Once a URL request triggers an action in a controller (thanks to our Router instance), this one may retrieve some data (using an instance of a model), loads whatever view file is needed, and injects into it the retrieved data. This is gonna be common logic for all controllers, so it's a good idea to create an abstract class to define this behaviour. Such a class is gonna need just two methods:

  • load(string $model): which simply loads the file where we have defined whatever model class is needed, and returns an instance of it.
  • render(string $view, array $data): which simply loads the view file, passing down whatever is in the data array. By the way, just adding the data as a parameter in this method, is enough to make it available in the view (yeah, it surprised me too).
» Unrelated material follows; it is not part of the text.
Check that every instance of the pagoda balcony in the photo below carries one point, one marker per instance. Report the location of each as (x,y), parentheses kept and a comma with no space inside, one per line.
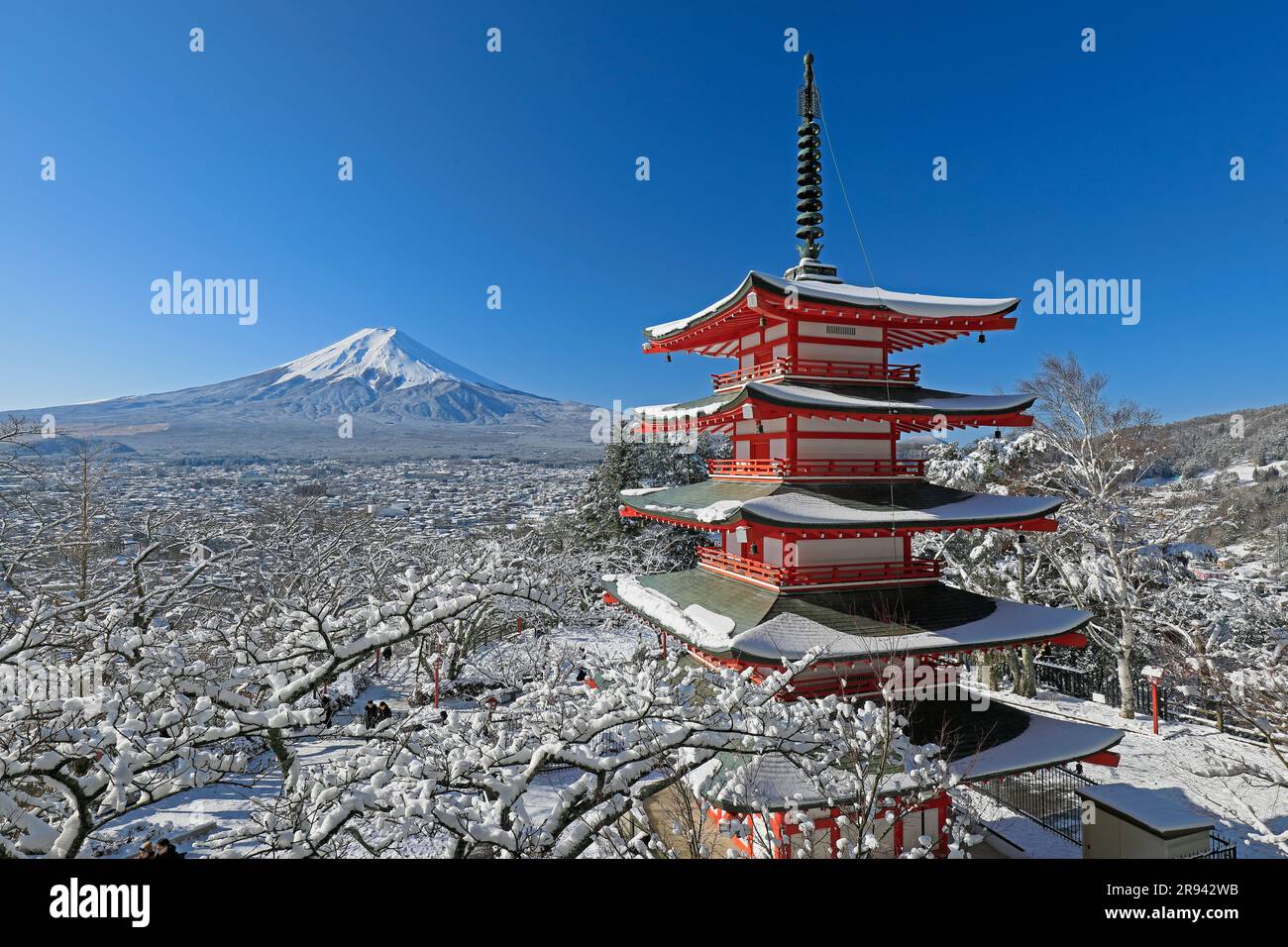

For rendering the views we could have created a View class with a render method, and invoke it in the controller as View::render($index, $data);. But hey, next time ;-)

A Controller example

Let's write a Users controller to test the abstract class mentioned above:

class Users extends Controller
{
    public function index()
    {
        $userInstance = $this->load('User');
        $data = $userInstance->getUsers();
        $this->render('Users', $data);
    }
}

As you can see, the index method (known as action in MVC) is using the abstract methods to:

  1. Load a model file, and instantiate the User model.
  2. Load a view file, and pass down the data it got from the model.

That is known as the MVC Workflow!

In MVC, by convention, controllers are named in plural, e.g. Users, Posts, etc. Whereas models are singular, e.g. User, Post, etc.